Our "mountain homestead. The info is below because I do not know how to get this info up here where it belongs.
Christmas Eve was spent in the most different way ever. After traveling to a community Christmas program, that had fireworks, and a preacher, shouting praises to Jesus Christ and encouraging the crowd to shout back, we were delighted to find brother Liu and his single adult friends at a member's restaurant, caroling to the people there. What a stark difference in the Spirit felt at those two places! One really good thing happened at the community Christmas affair, though. We sat next to two men who were interested in knowing what Jesus Christ was REALLY like, and we took their email addresses to give them more info. It was so loud at the program, we could not talk to one another, only between "acts". This was our "homestead" in Tai Tung. Wow! We had the whole home. We stayed on the second floor where the left gable end is, in a bedroom that had a little window, out of which, we could see the sea and all the beautiful mountainside on the way down! The landscape was gorgeous!

We stopped at a place where the water ran uphill! It was surrounded by a nice little park and some beautiful, colorful flowers and bushes. They called it "water running up" - very original!

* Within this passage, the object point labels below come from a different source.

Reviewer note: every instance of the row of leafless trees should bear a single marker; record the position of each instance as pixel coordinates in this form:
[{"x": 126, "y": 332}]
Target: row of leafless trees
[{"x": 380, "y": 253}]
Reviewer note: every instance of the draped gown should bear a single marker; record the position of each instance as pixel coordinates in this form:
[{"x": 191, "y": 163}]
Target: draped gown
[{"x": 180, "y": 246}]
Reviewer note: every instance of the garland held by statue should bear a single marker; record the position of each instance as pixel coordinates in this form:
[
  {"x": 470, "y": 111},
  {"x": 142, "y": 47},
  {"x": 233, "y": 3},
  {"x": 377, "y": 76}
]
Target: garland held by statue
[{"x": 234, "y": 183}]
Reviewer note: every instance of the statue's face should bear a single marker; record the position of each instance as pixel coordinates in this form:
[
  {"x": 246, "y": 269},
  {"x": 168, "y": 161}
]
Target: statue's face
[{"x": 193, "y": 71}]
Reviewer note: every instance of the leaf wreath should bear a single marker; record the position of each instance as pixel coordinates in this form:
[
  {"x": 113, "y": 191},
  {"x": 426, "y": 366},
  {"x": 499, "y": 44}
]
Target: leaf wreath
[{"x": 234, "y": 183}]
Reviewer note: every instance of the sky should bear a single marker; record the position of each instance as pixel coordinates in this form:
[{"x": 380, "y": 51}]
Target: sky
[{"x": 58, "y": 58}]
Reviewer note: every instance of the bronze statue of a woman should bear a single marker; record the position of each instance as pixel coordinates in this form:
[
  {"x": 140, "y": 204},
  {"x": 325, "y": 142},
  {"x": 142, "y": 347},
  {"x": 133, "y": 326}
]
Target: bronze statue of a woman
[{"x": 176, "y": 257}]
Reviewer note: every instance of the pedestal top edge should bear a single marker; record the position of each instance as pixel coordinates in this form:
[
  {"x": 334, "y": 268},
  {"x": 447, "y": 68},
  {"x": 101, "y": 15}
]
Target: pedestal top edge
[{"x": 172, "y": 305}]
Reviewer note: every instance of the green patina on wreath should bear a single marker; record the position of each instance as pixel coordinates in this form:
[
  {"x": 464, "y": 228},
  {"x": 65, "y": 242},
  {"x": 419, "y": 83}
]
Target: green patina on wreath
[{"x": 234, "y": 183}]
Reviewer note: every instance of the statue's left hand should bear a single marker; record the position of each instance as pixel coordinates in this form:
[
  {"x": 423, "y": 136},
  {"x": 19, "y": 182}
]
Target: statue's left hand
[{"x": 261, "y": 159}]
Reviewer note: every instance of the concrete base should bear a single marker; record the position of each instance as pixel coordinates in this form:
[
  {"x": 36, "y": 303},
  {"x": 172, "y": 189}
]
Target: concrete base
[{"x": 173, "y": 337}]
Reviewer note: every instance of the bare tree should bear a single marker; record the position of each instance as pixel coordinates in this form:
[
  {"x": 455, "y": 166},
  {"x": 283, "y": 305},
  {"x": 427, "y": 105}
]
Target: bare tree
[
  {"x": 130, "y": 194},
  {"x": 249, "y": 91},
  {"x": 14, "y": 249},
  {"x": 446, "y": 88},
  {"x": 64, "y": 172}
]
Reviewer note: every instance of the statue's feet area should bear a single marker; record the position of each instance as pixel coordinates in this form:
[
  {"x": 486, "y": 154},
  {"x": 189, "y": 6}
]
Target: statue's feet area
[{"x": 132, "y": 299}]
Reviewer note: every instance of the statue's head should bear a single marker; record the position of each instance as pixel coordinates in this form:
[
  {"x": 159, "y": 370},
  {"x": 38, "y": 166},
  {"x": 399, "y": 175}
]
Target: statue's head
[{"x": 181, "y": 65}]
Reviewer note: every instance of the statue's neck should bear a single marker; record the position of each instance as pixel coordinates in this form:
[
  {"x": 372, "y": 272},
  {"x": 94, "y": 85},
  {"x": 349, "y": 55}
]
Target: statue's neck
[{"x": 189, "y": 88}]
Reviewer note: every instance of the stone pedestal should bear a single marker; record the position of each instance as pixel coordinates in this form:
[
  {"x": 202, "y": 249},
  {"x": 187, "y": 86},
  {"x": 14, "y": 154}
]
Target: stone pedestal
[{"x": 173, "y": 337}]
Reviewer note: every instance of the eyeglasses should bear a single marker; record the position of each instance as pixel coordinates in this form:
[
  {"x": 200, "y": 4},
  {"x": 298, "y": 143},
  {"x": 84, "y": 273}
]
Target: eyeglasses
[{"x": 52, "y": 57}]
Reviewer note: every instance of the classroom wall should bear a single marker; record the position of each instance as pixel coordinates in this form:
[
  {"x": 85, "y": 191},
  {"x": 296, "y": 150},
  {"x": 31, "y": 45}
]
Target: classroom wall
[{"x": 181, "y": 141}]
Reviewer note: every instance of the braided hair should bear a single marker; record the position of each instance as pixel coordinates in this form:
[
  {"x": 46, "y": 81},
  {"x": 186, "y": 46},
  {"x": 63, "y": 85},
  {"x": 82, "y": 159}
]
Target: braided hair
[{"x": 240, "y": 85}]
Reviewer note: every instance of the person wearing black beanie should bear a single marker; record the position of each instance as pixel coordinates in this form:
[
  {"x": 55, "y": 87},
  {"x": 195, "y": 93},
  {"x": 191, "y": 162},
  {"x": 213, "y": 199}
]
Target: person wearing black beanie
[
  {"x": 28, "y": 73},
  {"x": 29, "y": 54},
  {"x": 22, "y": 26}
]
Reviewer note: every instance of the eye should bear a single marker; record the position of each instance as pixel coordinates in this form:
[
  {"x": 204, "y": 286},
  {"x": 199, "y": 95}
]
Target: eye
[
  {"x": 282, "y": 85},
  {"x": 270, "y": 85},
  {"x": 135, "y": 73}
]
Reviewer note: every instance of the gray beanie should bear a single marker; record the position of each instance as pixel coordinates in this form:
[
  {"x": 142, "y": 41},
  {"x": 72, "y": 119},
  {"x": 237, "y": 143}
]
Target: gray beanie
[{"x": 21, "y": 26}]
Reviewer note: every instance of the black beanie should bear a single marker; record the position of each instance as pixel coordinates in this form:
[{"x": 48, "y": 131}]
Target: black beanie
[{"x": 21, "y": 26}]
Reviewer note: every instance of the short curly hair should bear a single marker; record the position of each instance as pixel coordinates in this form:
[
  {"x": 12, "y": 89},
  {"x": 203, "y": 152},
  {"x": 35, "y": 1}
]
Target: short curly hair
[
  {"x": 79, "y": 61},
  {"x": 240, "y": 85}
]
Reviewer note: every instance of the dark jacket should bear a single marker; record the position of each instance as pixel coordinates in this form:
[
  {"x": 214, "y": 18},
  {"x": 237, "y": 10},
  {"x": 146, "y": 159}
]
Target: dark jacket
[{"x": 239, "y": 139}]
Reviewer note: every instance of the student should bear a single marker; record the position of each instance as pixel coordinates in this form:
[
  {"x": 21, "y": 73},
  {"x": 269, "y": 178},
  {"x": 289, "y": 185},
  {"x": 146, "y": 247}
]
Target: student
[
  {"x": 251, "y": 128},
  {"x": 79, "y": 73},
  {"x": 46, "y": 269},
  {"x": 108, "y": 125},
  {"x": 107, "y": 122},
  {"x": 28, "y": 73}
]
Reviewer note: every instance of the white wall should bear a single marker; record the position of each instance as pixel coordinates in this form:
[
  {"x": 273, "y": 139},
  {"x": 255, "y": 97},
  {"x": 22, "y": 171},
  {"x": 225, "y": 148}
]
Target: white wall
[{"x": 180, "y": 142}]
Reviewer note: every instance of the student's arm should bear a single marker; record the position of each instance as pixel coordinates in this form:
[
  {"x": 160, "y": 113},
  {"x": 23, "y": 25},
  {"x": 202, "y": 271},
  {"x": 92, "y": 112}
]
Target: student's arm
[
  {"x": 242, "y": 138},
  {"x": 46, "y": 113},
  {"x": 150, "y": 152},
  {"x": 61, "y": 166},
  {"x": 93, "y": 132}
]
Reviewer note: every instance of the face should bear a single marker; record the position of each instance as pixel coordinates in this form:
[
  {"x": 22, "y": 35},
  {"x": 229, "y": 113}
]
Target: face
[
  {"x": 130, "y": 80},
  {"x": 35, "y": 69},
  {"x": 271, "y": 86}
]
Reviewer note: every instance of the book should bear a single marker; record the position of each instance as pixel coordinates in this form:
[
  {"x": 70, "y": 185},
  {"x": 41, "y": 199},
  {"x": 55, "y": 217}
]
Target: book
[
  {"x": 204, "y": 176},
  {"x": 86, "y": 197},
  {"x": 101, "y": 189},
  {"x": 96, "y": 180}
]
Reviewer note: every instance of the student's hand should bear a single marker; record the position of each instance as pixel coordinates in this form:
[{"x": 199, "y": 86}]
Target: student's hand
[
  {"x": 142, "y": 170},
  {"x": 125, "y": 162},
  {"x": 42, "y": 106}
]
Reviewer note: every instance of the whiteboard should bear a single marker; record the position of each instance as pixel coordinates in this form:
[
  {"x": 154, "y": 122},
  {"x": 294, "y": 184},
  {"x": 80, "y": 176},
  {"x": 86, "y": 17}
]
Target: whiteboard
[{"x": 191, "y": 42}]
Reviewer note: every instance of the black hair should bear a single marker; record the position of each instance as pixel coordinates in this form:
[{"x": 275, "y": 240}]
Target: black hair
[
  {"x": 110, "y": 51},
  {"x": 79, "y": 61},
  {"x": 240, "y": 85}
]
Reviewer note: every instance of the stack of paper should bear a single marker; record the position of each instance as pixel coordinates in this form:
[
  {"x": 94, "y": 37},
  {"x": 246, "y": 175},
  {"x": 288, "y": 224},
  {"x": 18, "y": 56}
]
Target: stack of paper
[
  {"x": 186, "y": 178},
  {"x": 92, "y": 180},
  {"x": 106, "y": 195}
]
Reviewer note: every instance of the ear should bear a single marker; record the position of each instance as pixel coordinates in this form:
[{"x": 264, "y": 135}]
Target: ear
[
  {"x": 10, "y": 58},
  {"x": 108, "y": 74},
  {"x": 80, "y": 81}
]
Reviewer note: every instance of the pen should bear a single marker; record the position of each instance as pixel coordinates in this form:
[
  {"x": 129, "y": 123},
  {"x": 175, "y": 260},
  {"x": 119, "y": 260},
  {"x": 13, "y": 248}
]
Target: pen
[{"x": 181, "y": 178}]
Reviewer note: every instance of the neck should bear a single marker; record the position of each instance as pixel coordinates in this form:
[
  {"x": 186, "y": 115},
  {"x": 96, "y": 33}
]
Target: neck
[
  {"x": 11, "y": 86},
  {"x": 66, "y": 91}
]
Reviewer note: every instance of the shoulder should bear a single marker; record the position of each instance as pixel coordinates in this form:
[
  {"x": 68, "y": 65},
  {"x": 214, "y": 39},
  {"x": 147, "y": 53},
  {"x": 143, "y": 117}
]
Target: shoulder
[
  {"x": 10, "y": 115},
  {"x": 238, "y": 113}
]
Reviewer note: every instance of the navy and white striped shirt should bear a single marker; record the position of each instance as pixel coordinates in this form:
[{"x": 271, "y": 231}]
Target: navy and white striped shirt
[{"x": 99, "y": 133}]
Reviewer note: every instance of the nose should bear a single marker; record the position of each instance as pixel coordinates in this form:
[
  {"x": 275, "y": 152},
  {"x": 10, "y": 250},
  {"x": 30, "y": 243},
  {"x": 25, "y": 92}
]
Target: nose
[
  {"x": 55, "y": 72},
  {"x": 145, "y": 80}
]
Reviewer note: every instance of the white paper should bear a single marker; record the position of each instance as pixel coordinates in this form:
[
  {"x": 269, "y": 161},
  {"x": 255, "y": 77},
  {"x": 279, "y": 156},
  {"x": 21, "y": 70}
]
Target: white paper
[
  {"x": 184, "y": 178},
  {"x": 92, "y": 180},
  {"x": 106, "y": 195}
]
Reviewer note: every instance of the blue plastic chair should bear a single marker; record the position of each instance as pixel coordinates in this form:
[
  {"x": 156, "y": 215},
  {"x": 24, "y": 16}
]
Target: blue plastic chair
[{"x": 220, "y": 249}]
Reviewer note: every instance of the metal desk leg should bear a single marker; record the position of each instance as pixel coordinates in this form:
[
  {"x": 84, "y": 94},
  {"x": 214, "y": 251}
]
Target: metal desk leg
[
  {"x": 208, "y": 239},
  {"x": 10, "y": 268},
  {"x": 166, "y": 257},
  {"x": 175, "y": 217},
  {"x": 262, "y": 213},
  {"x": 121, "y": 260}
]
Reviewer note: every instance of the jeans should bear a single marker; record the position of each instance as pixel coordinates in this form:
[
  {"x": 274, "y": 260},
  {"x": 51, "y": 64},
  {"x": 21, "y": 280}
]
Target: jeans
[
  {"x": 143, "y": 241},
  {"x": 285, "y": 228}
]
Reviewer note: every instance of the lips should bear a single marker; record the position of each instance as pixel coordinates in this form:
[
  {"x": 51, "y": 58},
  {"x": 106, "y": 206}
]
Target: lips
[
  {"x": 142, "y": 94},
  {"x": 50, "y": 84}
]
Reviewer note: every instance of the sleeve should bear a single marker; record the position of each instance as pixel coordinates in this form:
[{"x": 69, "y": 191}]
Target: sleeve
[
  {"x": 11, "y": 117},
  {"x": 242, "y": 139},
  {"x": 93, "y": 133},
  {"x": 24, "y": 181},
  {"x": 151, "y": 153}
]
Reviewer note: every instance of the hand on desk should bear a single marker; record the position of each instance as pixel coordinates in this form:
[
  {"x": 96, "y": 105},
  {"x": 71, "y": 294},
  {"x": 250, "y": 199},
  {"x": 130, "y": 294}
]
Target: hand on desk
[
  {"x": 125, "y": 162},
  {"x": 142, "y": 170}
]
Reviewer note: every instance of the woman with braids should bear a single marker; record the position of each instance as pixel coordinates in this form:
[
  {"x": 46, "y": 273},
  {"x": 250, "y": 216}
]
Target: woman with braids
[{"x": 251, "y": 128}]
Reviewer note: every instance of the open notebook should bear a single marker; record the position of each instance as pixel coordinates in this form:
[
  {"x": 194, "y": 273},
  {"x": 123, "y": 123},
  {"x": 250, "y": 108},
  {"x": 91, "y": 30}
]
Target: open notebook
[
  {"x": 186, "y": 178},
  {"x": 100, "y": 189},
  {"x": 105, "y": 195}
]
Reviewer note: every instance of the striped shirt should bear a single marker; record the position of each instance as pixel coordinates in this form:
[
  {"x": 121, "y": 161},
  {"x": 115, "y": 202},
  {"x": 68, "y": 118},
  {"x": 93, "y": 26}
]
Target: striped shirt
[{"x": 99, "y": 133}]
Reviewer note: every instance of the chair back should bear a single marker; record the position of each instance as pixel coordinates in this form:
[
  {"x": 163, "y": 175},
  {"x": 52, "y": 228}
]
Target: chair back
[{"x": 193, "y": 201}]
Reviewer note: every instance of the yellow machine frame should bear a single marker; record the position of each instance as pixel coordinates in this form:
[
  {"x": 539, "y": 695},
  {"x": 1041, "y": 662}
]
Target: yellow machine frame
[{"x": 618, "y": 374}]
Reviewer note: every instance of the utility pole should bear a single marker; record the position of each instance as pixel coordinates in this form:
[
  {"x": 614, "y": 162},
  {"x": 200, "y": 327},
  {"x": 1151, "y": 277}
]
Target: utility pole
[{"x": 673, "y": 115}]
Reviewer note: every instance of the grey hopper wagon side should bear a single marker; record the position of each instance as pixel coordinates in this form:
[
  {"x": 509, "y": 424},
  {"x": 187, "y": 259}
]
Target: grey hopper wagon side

I wish we would have had time to go to the end of this "8 arches bridge", but they said it would take 2 hours to make the trip. It truly was a bridge to nowhere. We went to the third arch and watched a fisherman cast in his line about three times. It took less than one minute for a fish to bite. It was really something to watch him real the two-foot long fishes in. They were fierce fighters, long and very slender, (almost eel looking) - with super long noses like a swordfish!

We stopped along the coast near Hualien and bought some lunch. Can you believe these "flying fish" - deep fat fried - head, wings and all - to eat like that? They love it!!

The sea coast was beautiful! I'm so grateful we had the privilege of seeing it before we left Taiwan. No wonder so many people like to live along this coast - even though it is where the thypoons hit the hardest!

Here is a sample of the marble furniture in Hualien. Everything is made of marble because of the supply from the "marble gorge". This is lobby furniture in the "army barracks' hotel we stayed in the second night. What an army barracks! This was once a very plush hotel. Then social unrest and the Japanese army came in and divided it up into small rooms for their army. Now it is a nice hotel (and not as expensive as it appears).

Our hotel in Ilan, where we spent the first night, was right in the middle of rice paddies. For some reason, the owner of this nice place wanted to take our picture with his sweet, little Indonesian hostess.

At the Traditional Chinese Cultural Center, we saw a performance that we will never forget. This guy did cartwheels and jumped over people with these "stilts". It was amazing!

Here's the group: Sister Seow, brother Seow, their son, brother Liu and Elias in the last row. Matthew, his mother and I on row two, and the three little girls in the front row. The first day was pretty cold and windy! We stopped at a park in Ilan and had a picnic lunch here.

What a great trip over Christmas, thanks to Brother Liu and the Seows. The Seow's son, Stephen, his wife and four children were so fun to be with - even if the little ones were challenging at times.